As Ohio opens up businesses and the weather turns warm and sunny during a Memorial Day weekend, Judy shared the intimate details of her brave battle against the disease that landed her in the ICU. (Judy preferred to use only her first name.)

A short time after her 53rd birthday Judy was working a part-time retail job when she began to feel malaise. She can’t be sure about where she contracted the potentially lethal virus, but she was working a lot and wasn’t doing much of anything else or going anywhere, therefore her assumption is that she contracted COVID-19 during one of her shifts.

She went to an urgent care and, after testing negative for the flu, the doctor decided to send her over to the Twinsburg Cleveland Clinic ER. They did a CT scan on her abdomen and a chest x-ray. Judy kept telling them, “This is the sickest I’ve been in my entire life!”

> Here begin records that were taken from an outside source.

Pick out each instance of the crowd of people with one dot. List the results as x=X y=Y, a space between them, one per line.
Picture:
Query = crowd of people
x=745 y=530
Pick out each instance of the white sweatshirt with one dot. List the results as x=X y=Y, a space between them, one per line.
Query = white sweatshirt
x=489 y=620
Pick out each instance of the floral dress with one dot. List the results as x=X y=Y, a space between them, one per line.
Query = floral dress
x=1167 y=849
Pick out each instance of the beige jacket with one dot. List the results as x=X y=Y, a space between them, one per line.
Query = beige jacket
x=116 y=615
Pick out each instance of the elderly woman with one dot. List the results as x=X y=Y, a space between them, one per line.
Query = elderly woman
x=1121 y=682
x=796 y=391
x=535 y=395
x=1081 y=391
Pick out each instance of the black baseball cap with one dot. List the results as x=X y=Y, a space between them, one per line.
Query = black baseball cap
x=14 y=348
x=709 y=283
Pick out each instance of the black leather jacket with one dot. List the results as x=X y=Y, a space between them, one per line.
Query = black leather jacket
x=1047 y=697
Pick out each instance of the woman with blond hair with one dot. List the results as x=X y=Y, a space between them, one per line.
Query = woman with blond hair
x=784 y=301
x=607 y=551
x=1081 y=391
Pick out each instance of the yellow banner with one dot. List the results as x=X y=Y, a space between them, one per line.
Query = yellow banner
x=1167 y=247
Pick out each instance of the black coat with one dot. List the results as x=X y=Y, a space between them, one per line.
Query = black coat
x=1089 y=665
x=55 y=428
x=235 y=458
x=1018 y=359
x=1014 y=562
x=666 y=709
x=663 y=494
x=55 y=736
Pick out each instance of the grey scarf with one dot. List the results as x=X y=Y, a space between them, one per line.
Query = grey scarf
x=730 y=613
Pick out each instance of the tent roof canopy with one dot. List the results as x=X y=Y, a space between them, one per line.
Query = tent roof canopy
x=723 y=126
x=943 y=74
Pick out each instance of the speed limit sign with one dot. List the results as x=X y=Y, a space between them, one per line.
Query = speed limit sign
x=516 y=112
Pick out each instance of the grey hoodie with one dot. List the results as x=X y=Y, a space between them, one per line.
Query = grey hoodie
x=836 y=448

After the CT scan the doctor diagnosed her with potential bacterial pneumonia and told her that she would probably be in the hospital for a couple of days but that it was “no big deal.” It was the beginning of March and there were rumblings about the coronavirus in China but it hadn’t yet become a part of daily life here. After some deliberation the doctors decided to give her a COVID-19 test, which involved shoving a long, cotton swab deep into her nasal cavity, in preparation for which the health care professionals came in decked in full P.P.E.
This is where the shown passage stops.